In our case, we have been assigned variables dp, de and ep.

# INDEX:

0. [DATA AND LIBRARY IMPORTS](#0.-DATA-AND-LIBRARY-IMPORTS)

1. [PREPROCESSING AND FEATURE ENGINEERING](#1.-PREPROCESSING-AND-FEATURE-ENGINEERING)

2. [LAG CREATION AND SELECTION](#2.-LAG-CREATION-AND-SELECTION)

3. [ARIMA BASELINE MODEL](#3.-ARIMA-BASELINE-MODEL)

4. [NEURAL NETWORK](#4.-NEURAL-NETWORK)

5. [GAUSSIAN PROCESS](#5.-GAUSSIAN-PROCESS)

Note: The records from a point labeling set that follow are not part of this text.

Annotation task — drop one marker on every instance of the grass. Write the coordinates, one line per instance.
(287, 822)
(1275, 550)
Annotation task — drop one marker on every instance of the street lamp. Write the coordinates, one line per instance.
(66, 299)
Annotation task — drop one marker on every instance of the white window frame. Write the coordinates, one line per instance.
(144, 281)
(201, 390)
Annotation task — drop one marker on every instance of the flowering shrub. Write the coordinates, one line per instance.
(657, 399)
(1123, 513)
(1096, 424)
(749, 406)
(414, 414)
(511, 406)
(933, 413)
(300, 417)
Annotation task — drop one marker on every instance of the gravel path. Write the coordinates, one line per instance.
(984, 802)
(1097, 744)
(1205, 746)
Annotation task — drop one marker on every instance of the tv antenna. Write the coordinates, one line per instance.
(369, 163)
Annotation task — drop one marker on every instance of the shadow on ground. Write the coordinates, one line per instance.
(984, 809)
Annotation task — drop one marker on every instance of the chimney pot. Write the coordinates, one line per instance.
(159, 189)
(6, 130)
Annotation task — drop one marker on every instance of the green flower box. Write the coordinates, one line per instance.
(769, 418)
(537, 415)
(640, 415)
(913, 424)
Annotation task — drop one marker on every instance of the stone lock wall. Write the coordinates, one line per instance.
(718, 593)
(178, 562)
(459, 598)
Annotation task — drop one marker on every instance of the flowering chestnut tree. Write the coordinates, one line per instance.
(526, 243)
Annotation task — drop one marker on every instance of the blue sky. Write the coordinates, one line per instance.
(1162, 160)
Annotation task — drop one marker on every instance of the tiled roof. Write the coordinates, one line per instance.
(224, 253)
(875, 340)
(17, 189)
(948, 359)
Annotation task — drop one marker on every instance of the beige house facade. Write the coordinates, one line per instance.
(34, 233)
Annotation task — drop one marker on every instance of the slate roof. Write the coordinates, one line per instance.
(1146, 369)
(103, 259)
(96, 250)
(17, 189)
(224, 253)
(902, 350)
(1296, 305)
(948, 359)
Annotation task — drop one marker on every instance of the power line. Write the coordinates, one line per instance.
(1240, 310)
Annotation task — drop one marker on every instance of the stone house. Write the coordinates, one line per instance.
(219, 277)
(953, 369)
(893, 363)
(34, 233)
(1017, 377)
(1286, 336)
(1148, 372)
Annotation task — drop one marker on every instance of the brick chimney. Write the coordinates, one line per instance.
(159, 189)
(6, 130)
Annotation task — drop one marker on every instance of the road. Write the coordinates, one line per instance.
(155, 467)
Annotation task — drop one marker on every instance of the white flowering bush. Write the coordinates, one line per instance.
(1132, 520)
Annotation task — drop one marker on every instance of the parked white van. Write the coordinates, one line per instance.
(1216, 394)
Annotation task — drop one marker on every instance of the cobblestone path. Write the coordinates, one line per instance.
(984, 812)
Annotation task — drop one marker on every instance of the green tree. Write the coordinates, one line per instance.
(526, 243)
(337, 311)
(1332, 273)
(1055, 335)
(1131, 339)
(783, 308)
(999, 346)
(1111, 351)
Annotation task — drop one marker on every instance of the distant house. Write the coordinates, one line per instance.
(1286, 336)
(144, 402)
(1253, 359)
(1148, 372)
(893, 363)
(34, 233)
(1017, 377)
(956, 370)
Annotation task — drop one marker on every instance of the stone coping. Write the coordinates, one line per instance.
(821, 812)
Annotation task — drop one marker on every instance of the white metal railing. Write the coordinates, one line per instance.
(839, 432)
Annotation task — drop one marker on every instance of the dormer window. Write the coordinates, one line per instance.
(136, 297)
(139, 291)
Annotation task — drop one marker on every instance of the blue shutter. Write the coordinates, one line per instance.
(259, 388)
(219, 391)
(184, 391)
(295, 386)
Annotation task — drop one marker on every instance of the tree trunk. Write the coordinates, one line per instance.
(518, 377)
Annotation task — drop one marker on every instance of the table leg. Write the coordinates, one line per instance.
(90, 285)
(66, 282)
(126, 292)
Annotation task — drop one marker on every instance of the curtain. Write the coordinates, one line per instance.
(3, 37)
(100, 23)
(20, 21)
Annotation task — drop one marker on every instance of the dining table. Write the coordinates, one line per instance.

# 0. DATA AND LIBRARY IMPORTS

[Back to Index](#INDEX)

## Libraries

In [None]:
import pandas as pd
import numpy as np
import matplotlib.pyplot as plt
import seaborn as sns
from statsmodels.tsa.vector_ar.var_model import VAR
from statsmodels.tsa.stattools import grangercausalitytests, adfuller, acf, pacf
from sklearn.preprocessing import StandardScaler, RobustScaler
from statsmodels.graphics.tsaplots import plot_acf, plot_pacf
from statsmodels.tsa.arima.model import ARIMA
from sklearn.metrics import mean_squared_error, mean_absolute_error, r2_score
import pmdarima as pm
from pmdarima.model_selection import train_test_split
from scipy.stats import chi2
from scipy.spatial.distance import correlation
import scipy.stats
import dcor
from sklearn.linear_model import Lasso
from keras.models import Sequential
from keras.layers import Dense
import torch
import torch.nn as nn
from torch.utils.data import DataLoader, TensorDataset
from tensorflow.keras.models import Sequential
from tensorflow.keras.layers import Dense, Input, LSTM
from tensorflow.keras.optimizers import Adam
from tensorflow.keras.callbacks import EarlyStopping
from sklearn.gaussian_process import GaussianProcessRegressor
from sklearn.gaussian_process.kernels import RBF, ConstantKernel as C

## Classes Definition

In [None]:
class PerformanceMetrics:
    def __init__(self):
        self.metrics = {'R2': [], 'MSE': [], 'RMSE': [], 'MAE': []}
        self.set_names = []

    def add_metrics(self, y_true, y_pred, name=None):
        """Add a new set of metrics to the storage with an optional name."""
        r2 = r2_score(y_true, y_pred)
        mse = mean_squared_error(y_true, y_pred)
        rmse = np.sqrt(mse)
        mae = mean_absolute_error(y_true, y_pred)
        
        if r2 >= 0:
            self.metrics['R2'].append(r2)
        else:
            self.metrics['R2'].append(0)
        self.metrics['MSE'].append(mse)
        self.metrics['RMSE'].append(rmse)
        self.metrics['MAE'].append(mae)
        
        if name is None:
            name = f"Set {len(self.set_names) + 1}"
        self.set_names.append(name)
        
        print(f"Metrics for {name}:")
        print("R2 Score:", r2)
        print("Mean Squared Error (MSE):", mse)
        print("Root Mean Squared Error (RMSE):", rmse)
        print("Mean Absolute Error (MAE):", mae)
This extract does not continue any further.